= Eric Leighton Holmes =

British chemist

Eric Leighton Holmes (4 July 1902 – 20 November 1966) was a British chemist who developed ion exchange resins in 1935, while working for the British Department of Scientific and Industrial Research.

Holmes was born in Hornsea, East Yorkshire. He was educated at Hymers College in Hull from where he obtained scholarships to Imperial College where he graduated BSc (1924) with first-class honours in chemistry and then MSc (1925).

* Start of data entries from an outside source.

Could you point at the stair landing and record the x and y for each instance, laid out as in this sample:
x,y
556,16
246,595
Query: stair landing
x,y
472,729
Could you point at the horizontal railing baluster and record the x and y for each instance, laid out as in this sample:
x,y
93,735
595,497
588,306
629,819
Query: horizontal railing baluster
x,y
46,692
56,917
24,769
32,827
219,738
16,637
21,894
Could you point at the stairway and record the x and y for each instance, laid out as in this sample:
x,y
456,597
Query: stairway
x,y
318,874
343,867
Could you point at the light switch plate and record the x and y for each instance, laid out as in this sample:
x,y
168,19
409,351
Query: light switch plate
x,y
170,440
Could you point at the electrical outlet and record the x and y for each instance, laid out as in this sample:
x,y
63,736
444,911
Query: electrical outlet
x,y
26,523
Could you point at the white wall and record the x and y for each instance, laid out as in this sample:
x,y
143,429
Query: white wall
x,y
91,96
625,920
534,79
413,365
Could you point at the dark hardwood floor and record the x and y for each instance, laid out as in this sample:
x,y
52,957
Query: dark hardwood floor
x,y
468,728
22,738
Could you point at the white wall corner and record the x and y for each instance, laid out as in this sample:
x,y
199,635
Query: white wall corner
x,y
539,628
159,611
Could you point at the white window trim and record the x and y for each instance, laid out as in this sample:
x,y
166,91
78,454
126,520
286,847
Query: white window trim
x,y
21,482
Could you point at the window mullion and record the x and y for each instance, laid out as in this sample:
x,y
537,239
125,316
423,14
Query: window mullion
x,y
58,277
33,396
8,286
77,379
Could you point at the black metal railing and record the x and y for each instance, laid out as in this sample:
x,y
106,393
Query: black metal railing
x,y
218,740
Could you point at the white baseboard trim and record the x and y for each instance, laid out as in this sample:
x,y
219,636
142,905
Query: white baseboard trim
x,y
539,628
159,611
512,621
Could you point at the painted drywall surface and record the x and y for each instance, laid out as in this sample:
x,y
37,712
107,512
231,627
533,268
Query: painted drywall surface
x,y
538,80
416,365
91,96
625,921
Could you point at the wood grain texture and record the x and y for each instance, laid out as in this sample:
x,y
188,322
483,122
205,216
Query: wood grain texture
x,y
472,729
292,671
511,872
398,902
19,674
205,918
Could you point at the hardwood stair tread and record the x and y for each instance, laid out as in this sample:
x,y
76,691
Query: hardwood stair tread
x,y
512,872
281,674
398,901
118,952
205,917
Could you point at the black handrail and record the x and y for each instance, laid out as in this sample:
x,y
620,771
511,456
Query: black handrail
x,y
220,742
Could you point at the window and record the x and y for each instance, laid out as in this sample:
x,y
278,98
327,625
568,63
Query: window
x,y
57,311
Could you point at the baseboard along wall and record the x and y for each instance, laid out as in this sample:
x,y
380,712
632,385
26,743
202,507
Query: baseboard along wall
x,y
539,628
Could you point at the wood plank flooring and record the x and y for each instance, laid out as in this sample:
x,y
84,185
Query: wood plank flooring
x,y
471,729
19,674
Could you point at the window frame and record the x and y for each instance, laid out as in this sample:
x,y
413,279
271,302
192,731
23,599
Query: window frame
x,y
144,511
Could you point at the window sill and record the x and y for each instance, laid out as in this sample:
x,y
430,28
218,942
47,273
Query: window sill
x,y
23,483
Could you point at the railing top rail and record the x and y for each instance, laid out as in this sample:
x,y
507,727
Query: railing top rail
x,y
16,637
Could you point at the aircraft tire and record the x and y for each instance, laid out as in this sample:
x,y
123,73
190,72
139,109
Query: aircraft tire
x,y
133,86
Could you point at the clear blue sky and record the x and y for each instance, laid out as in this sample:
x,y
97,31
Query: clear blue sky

Holmes was a student under Christopher Kelk Ingold at Leeds University for two years from 1925, studying aromatic substitutions. He then moved to the Royal Institution in London and continued his research in this area with Bernhard Flürscheim and Sir William Henry Bragg. In 1931 he moved to the Chemical Research Laboratory at Teddington (now the site of the Laboratory of the Government Chemist and the National Physical Laboratory) where he worked with Professor Gilbert Thomas Morgan on phenolic resins. It was here that Holmes conducted his pioneering research with Basil Albert Adams that led to the development of ion-exchange resins.

The work of Holmes and Adams was read to the Chemical Society in 1934, they applied for patents and published in the journal of the Society of Chemical Industry in 1935. In 1936, Holmes left the Chemical Research Laboratory to work for the next nine years for the Permutit company to develop the ion-exchange resin technologies. After resigning in 1945 he carried out consultancy work for around five years before another spell in industry, this time with the companies Catalin, the Rubber Improvement Company, and Harborough Engineering.

Holmes died in November 1966 after falling ill in May of that year.

Holmes published a paper with Ingold that claimed to experimentally verify Ingold's theories of the electrochemical basis for organic chemical reactions, part of a heated debate between Ingold and Robert Robinson.

He was a 1951 recipient of the Franklin Institute's Howard N. Potts Medal in Chemistry with his co-researcher Basil A. Adams being awarded the Engineering medal for that year.
Holmes also received the 1958 John Scott Medal from the City Council of Philadelphia for the same work, with this medal awarded to those whose work has improved the "comfort, welfare, and happiness of human kind". These were both awards made by US institutions, and the author of Holmes's 1967 obituary in the Effluent & Water Treatment Journal expressed regret that he was "not similarly honoured by Britain".